There are stubborn thoughts, which he describes as the thoughts that haven’t been chewed enough which grow inside another thought. Those thoughts in a thought are a mystery to the thought that ate the thoughts, and that those thoughts in the thought can burst out of the thought which is confusing for the thought that ate the thought. The thought didn’t have a thought about the stubbornness of that thought. Once out of the thought, those thoughts will just mingle, hanging with other thoughts, acting as though nothing happened.
Thoughts who have been thinking for a long time grow big, and end up moving less, so they don’t stay flexible.

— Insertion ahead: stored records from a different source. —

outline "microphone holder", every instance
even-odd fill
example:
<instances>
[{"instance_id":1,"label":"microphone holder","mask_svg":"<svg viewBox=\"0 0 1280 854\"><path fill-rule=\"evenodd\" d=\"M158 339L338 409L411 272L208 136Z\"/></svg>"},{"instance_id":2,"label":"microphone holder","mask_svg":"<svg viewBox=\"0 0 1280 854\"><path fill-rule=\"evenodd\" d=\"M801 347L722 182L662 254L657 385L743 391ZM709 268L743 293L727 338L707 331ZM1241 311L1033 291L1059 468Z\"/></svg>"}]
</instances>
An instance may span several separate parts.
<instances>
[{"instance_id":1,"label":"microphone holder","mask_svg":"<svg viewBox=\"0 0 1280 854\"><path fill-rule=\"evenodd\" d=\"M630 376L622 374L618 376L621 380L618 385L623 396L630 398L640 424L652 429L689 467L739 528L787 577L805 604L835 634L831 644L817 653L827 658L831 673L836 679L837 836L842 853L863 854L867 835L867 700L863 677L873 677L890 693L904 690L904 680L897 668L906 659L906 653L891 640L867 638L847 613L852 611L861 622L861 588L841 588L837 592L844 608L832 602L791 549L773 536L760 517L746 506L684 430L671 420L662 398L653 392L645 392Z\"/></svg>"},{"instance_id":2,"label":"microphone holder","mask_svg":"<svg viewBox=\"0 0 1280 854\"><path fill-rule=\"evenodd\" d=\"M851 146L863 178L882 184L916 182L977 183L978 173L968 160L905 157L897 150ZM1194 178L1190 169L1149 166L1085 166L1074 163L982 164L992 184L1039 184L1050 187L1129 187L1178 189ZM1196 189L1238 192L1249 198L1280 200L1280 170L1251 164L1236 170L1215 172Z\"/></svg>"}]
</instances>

They get slow and develop a disease called ‘Sofa Thought.’ Like a wart, puffy and soft, a sofa thought grows on a thought, is very self-important, and infects the host thought. The host thought starts to only think about resting. The other thoughts start using this thought as a sofa. They lay down on the thought which is a dangerous sign. A thought that lies on the sofa thought can get so comfy it can get absorbed.
Johannessen also describes thought ‘energy theory’ — the energy from other thoughts creates the coming into being thought, causing a thought to just appear. “POOF.” And he outlines his thought about thought ‘historical duplication theory’ — in the thought bag there is an area of the past. In that area, there will be an old thought — and how ‘future duplication theory’ for thoughts takes place is the future space of the thought bag, though this theory has fewer believers, Johannessen says, even though he has “confirmed this is true.”
“Are there any questions?”
Johannessen has shown us a thought-experiment about the definitions of things like thoughts, and it addresses the ways we use context to give meaning to words; a conceptual puzzle to demonstrate how the meaning of a word, such as ‘thoughts’, presupposes our ability to use it in a way that also explains what it is. In this way my use of the term game also lends an interpretative edge to Johannessen’s activity, challenging the use of the word game as he is challenging our conceptions of what we think it means to have a thought.